Garry Marshall would have delivered a solid
hit. Jonathan Lynn
would have hit a double. Jay Roach would have hit a triple. Frank Oz would have hit it out of the
park. And there are
others. Like I wrote, Andy Tennant is a nice
guy. And I’m sure that Reese Witherspoon’s Drew-like
ascendance put him right in the studio’s cross-hairs.
But he’s just not the guy.
There
is no bigger Reese Witherspoon supporter amongst critics
than I. Andy Sarris can crush a lot, but I’ve been pushing Reese
since back in the Fear/Freeway/Overnight Delivery days. I walked out of Election and started
telling everyone about the Academy Award she deserved (and
she did). I was thrilled to enjoy Legally Blonde
and to watch he carry and entire Hollywood-style film on her
shoulders. And I wanted to love Sweet Home Alabama.
But
I had to get past Tennant’s inability to sell gags.
Don Petrie showed real promise with Mystic
Pizza and after six really awful films, he showed that
he can do this job with Miss Congeniality, one of the
most competently directed comedies in recent years. Forget those four other guys… Petrie could
have added $20 million to the S.H.A. box office by getting
the notes right. (He
came to mind, actually, because Candice Bergen is completely
wasted in Sweet Home Alabama and she was used just
right in Miss Congeniality.)
I
gave you one unspoilable sequence from The Tuxedo,
so I will try to do the same for Sweet Home Alabama.
Okay… you’ve seen the trailer, so you know that Witherspoon
has to go back to Alabama and get her divorce from her folksy,
great-looking childhood love finalized. There is a scene where she gets into his house
using a decade-old Hide-A-Key.
For three or four minutes, he tries to get her out
and she tries to get in… to simplify.
This
is a comedy basic. The tension builds as control bounces back
and forth between two characters.
Basic. Tennant
doesn’t even know how to start it… because there is no choice,
unless there is a genius choice. She has to be unable to get in and her first
good/strong/self-empowering memory has to be that she knows
how to get in… she is unstoppable.
And he has to be made vulnerable and also has to get
turned on by her invasion. He’s not ready, but she still wants him, so
he’ll deal. But she
makes it clear that she doesn’t want him.
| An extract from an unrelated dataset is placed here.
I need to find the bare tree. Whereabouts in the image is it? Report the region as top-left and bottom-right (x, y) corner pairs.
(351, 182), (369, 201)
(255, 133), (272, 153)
But he’s going to prove her wrong… etc, etc, etc…
The
point is, the ebb and flow of power in this scene, shown visually
and emotionally, is hard to screw up.
But Tennant does it. Even the beat in which she gets “eaten” by
his La-Z-Boy… it doesn’t play half as well as it should…. because the director doesn’t know how to drive
the joke. Tenant gives
us the legs-flying-in-the-air payoff, but so what?!?!
There are at least five or six great beats setting
up that payoff and the actors are there and they are doing
their jobs and if he knew how to block the scene, he had it
in his hands… but he doesn’t.
It
frustrates me. And I don’t like picking on people. But damn… you have Reese Witherspoon, Fred
Ward, Mary Kay Place, Candice Bergen, Jena Smart, Ethan Embry,
Melanie Lynskey and Josh Lucas embodying the best
version of Matthew McConaughey since that first Vanity
Fair cover… a sure fire movie-star-making role.
And what we got was a watchable comedy that will play
better on TV. This is a $100 million movie from birth. And they got Witherspoon at a price. And while they will make money, they will make
tens of millions less than they could have.